Because if we touch a case, if we’re involved in something as simple as a traffic infraction, we have an ethical obligation to watch all the body-worn cameras, see if there’s any Brady disclosures or Giglio which is impeachment evidence…For traffic infractions, we might have to invest two hours. Well, if I take two hours for a speeding ticket or something that doesn’t have a potential for jail, I’ve got to take those two hours from my rapes, my murders, my robberies. And I’ve spoken to my community. My community wants us to keep them safe from those serious crimes. And in Loudoun County…we’ve been very successful, because safety is up and crime is down. Within the last year…crime as as reported by the sheriff’s office is down 12 1/2% in Loudoun, but it went up…in Virginia. So it’s working.”
On fearmongering about crime by Republicans: “[That’s] why we have to use data points to combat the misdirection of facts, where they say, ‘oh my gosh, these progressive prosecutors or these innovative prosecutors or these new prosecutors, look what’s happening in their community where crime is running amok.’ And then when you sit down they say ‘well, actually no it’s not.’ And especially in Northern Virginia, I think every one of us who is new to this position from 2019, has been successful in their communities that crime has gone down.
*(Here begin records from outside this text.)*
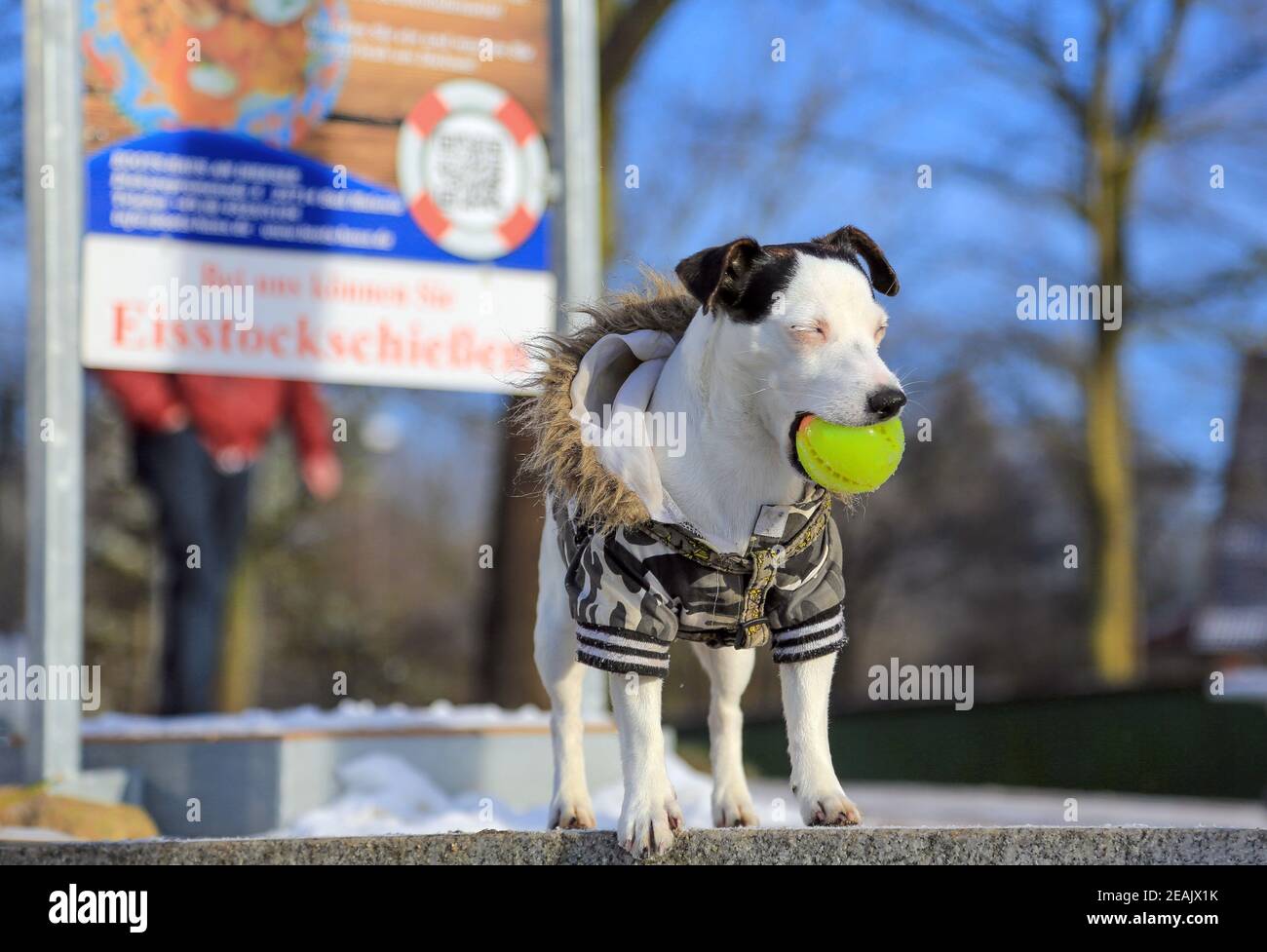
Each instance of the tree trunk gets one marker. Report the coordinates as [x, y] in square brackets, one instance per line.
[1115, 597]
[1115, 588]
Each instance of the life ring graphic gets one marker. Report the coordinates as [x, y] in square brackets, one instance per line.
[473, 168]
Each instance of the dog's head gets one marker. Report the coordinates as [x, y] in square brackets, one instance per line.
[801, 326]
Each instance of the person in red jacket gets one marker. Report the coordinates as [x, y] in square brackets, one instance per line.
[195, 439]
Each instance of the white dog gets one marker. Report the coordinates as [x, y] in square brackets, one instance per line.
[676, 509]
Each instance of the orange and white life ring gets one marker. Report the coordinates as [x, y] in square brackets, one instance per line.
[473, 168]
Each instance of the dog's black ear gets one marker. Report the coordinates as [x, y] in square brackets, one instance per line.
[856, 241]
[718, 275]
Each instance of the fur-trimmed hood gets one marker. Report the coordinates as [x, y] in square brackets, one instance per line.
[565, 465]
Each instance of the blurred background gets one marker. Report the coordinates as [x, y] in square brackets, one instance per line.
[983, 152]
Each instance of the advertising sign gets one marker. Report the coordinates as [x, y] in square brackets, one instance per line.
[338, 190]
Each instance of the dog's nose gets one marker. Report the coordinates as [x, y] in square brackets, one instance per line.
[886, 401]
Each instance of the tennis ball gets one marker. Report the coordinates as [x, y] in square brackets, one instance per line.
[849, 458]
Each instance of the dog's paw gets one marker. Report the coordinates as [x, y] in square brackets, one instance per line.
[734, 808]
[830, 809]
[571, 813]
[646, 825]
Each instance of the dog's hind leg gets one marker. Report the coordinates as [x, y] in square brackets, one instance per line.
[649, 812]
[556, 652]
[806, 690]
[729, 673]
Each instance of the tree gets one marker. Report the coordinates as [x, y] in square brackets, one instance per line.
[1129, 108]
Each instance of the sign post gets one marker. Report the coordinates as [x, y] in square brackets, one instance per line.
[581, 261]
[55, 380]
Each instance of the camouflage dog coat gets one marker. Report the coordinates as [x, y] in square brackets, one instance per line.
[633, 590]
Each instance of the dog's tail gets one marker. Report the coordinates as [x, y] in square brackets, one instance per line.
[560, 462]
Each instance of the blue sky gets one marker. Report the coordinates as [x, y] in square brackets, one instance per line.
[709, 115]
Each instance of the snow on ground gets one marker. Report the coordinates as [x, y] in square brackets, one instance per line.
[346, 715]
[383, 794]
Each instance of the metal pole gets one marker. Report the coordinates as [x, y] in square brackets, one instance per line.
[55, 379]
[577, 153]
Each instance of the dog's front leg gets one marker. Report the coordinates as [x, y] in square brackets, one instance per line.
[806, 689]
[650, 811]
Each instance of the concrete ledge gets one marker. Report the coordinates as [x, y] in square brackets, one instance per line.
[857, 846]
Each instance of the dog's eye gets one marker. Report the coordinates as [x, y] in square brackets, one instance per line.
[814, 333]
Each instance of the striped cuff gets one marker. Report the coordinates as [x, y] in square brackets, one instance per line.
[812, 638]
[621, 651]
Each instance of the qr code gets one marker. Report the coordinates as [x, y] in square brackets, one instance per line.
[469, 172]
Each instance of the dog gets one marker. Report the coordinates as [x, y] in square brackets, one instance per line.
[717, 537]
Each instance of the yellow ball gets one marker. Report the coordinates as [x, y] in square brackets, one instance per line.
[849, 458]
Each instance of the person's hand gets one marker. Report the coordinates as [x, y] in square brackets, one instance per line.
[173, 419]
[322, 475]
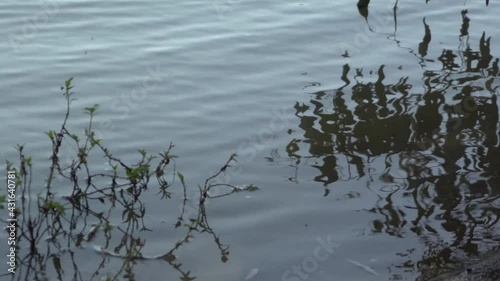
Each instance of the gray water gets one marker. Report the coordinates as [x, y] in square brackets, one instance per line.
[277, 83]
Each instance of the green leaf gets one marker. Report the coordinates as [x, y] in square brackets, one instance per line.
[67, 83]
[181, 177]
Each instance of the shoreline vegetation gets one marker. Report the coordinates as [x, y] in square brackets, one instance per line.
[52, 227]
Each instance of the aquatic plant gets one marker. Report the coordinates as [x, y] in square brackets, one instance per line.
[80, 205]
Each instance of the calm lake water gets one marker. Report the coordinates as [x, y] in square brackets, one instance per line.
[372, 135]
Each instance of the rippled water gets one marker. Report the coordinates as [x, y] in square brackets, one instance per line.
[377, 130]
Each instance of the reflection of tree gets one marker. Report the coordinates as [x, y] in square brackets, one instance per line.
[440, 148]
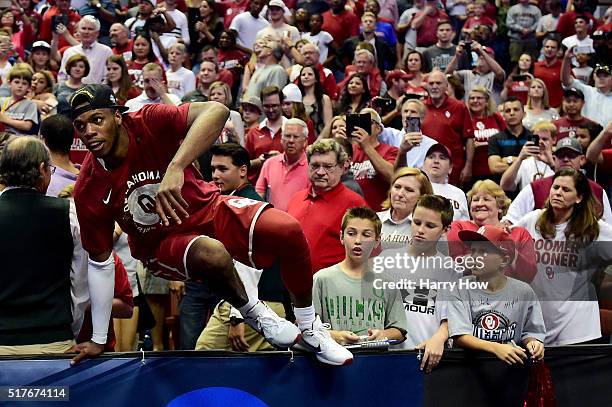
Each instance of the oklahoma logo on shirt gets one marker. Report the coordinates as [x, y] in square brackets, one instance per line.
[493, 326]
[140, 200]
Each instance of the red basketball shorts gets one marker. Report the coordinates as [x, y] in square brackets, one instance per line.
[229, 219]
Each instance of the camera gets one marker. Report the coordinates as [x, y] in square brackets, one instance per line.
[59, 19]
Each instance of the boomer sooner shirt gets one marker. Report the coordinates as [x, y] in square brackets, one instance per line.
[127, 194]
[510, 314]
[563, 281]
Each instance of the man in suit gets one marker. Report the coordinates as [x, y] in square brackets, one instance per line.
[39, 243]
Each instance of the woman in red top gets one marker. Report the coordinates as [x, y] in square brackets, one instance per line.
[517, 83]
[486, 122]
[142, 54]
[488, 203]
[416, 68]
[20, 36]
[118, 78]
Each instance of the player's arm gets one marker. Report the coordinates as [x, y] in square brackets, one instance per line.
[434, 347]
[101, 282]
[205, 120]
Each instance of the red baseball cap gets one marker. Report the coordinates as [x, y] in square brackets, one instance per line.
[499, 239]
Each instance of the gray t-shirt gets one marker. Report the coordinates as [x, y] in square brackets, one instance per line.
[355, 305]
[24, 110]
[425, 300]
[513, 313]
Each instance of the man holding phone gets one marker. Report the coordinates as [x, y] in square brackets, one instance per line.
[535, 161]
[62, 11]
[412, 143]
[373, 161]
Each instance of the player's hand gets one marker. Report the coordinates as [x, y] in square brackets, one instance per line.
[434, 348]
[509, 353]
[177, 287]
[235, 337]
[375, 335]
[84, 350]
[169, 203]
[536, 349]
[344, 337]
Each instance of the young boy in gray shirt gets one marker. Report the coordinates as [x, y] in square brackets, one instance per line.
[348, 295]
[491, 312]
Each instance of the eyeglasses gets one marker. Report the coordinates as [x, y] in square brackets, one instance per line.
[328, 168]
[271, 107]
[291, 137]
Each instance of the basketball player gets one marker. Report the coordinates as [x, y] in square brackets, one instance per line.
[140, 174]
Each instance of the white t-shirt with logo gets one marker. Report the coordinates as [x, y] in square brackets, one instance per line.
[563, 281]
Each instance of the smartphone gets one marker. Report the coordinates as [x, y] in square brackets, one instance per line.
[584, 49]
[59, 19]
[413, 124]
[535, 139]
[467, 46]
[383, 103]
[358, 120]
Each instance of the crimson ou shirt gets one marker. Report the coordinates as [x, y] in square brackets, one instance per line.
[126, 194]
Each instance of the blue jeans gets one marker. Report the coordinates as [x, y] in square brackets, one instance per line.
[196, 307]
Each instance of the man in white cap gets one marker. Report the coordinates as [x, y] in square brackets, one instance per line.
[96, 53]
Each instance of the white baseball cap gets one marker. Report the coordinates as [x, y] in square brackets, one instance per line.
[292, 93]
[276, 3]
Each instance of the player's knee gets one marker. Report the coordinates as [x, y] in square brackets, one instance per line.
[208, 255]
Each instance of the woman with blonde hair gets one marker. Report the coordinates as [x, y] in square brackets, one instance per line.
[488, 203]
[41, 93]
[234, 127]
[118, 78]
[407, 185]
[486, 122]
[537, 107]
[336, 128]
[571, 252]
Then you have the Attorney General or the Governor making misstatements. They say something that has nothing to do with our function or role or their function or role. But it gets lost in the politics, because they’re they’re playing to pander for the next step that they want to go into politics, and the rest of us what we’re doing is we’re here to protect the people.”
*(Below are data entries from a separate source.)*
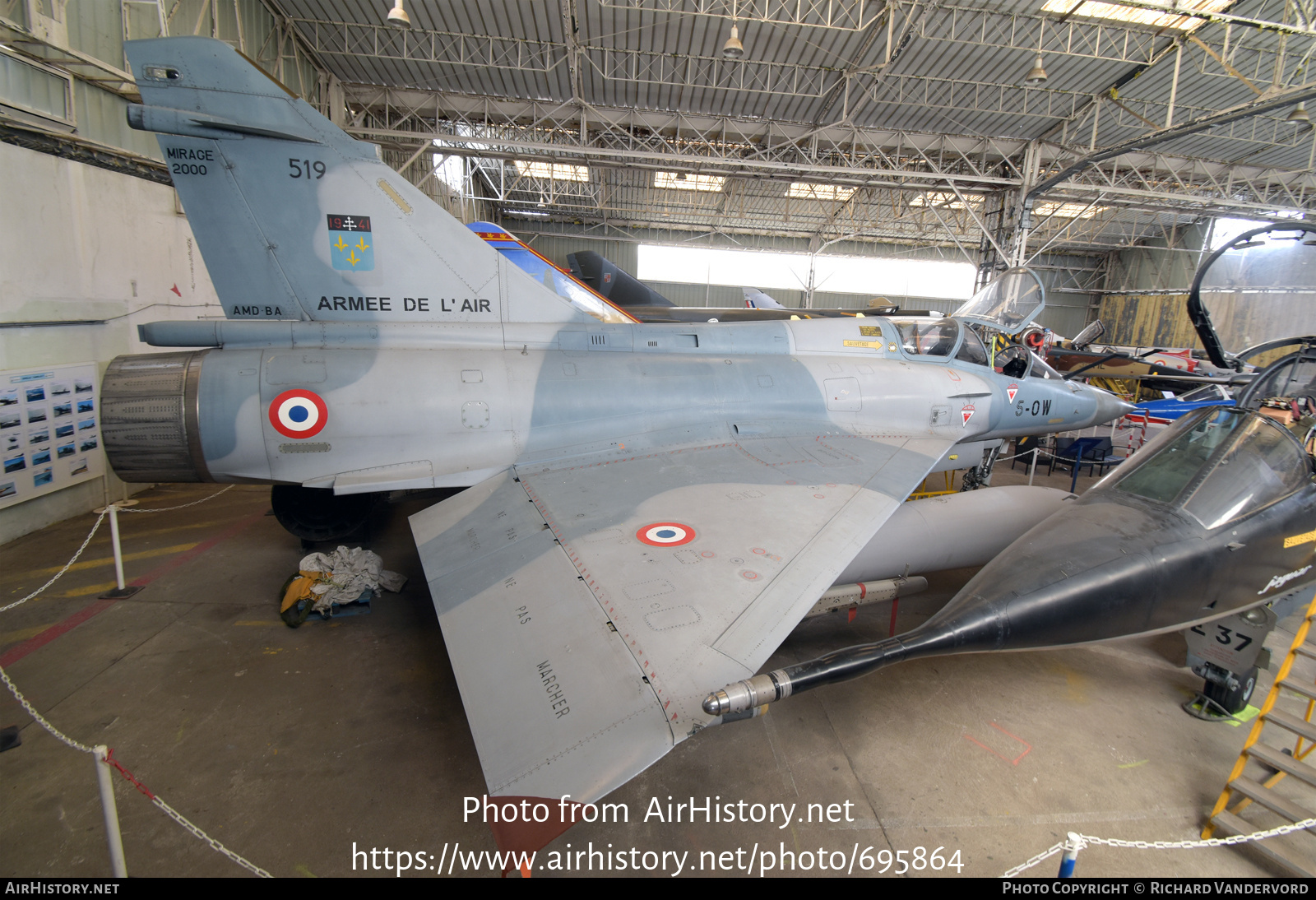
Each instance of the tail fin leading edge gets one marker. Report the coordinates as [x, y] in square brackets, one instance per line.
[298, 220]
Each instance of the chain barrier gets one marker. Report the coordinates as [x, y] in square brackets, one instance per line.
[184, 505]
[39, 717]
[90, 535]
[178, 818]
[109, 755]
[1086, 840]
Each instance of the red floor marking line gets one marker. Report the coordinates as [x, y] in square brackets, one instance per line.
[69, 624]
[1012, 762]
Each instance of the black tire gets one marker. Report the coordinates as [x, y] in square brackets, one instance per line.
[1235, 700]
[317, 515]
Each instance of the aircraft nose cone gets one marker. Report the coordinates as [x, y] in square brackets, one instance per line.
[1077, 577]
[1110, 407]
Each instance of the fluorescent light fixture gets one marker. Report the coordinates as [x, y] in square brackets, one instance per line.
[557, 171]
[1173, 17]
[683, 182]
[809, 191]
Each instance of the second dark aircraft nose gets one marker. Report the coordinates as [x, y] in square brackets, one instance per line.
[1081, 575]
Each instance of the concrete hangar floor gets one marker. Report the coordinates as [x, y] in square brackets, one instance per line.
[295, 746]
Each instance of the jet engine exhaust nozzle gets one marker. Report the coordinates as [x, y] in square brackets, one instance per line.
[149, 417]
[757, 691]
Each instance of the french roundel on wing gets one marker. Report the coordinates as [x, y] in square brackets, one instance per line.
[665, 535]
[299, 414]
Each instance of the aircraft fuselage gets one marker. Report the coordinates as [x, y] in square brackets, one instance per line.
[399, 415]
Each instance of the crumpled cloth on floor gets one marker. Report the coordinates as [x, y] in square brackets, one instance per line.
[342, 577]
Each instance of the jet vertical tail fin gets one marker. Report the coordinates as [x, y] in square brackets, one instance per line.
[298, 220]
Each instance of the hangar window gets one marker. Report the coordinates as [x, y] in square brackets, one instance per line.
[807, 191]
[557, 171]
[1138, 16]
[1066, 210]
[944, 199]
[686, 182]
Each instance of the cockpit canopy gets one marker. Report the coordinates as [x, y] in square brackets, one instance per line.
[1216, 465]
[1008, 303]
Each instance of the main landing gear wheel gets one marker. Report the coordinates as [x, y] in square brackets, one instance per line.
[1232, 700]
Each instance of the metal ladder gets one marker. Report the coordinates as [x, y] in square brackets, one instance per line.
[1244, 790]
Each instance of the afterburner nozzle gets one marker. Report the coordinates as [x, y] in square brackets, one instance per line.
[757, 691]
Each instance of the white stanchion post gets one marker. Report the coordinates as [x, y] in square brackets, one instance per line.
[114, 540]
[1070, 857]
[123, 590]
[107, 803]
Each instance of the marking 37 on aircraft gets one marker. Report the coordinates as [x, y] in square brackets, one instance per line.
[649, 508]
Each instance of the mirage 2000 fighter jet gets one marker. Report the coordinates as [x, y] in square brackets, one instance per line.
[651, 508]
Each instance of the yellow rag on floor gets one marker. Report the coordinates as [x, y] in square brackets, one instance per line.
[300, 588]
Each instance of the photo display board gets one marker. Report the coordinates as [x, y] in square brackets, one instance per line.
[49, 430]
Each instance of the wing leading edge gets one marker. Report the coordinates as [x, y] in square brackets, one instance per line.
[589, 605]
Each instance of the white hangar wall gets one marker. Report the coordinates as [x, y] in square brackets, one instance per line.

On Youngkin and Miyares going after Loudoun County in particular, fear-mongering about crime: “Miyares comes from Virginia Beach. So he’s somebody who wants to talk about his community? I would put my stats in Loudoun County against his *any day of the week*.”
On support for her reelection campaign: “We’ve been very fortunate, we’ve got a strong number of commitments for endorsements. We’re going to announce them tomorrow, but I’m just going to give you a couple. We had former Speaker Eileen Filler-Corn has endorsed us; from our local delegation we’ve had Senators John Bell, Jennifer Boysko and Barbara Favola have endorsed us; Delegate David Reid has endorsed us. And we also just recently got Congressman Don Beyer to endorse us. So we’ve got strong partnerships with our elected officials. Because although we are local Commonwealth’s Attorneys, things that people do at the state level with the General Assembly make our jobs easier and they facilitate the ability for us to be able to make sure that we are providing safety and justice to our community.”
Final thoughts? “One thing I want to say is this, you mentioned this at the onset of our conversation, that we’ve been attacked for the last few years, and especially in Loudoun County, for things that didn’t even involve the Commonwealth’s Attorney’s office, we’ve been able to withstand those attacks. And you know for this job, I’m battle tested and Loudoun strong, so I’ll stand on that… I think it’s important work that we do. And the changes that we are able to bring to the table makes people fearful, because these systems as you and [Arlington Commonwealth’s Attorney] Parisa [Dehghani-Tafti] discussed, took them generations and centuries to put them in a position where what you’re doing is you’re using the systems not to elevate and have people be successful but to how to keep them in a suppressed role in our society. For sure, it scares people, especially now when we have such a divisive country….We’re going to continue to be in the arena and continue with the fight.”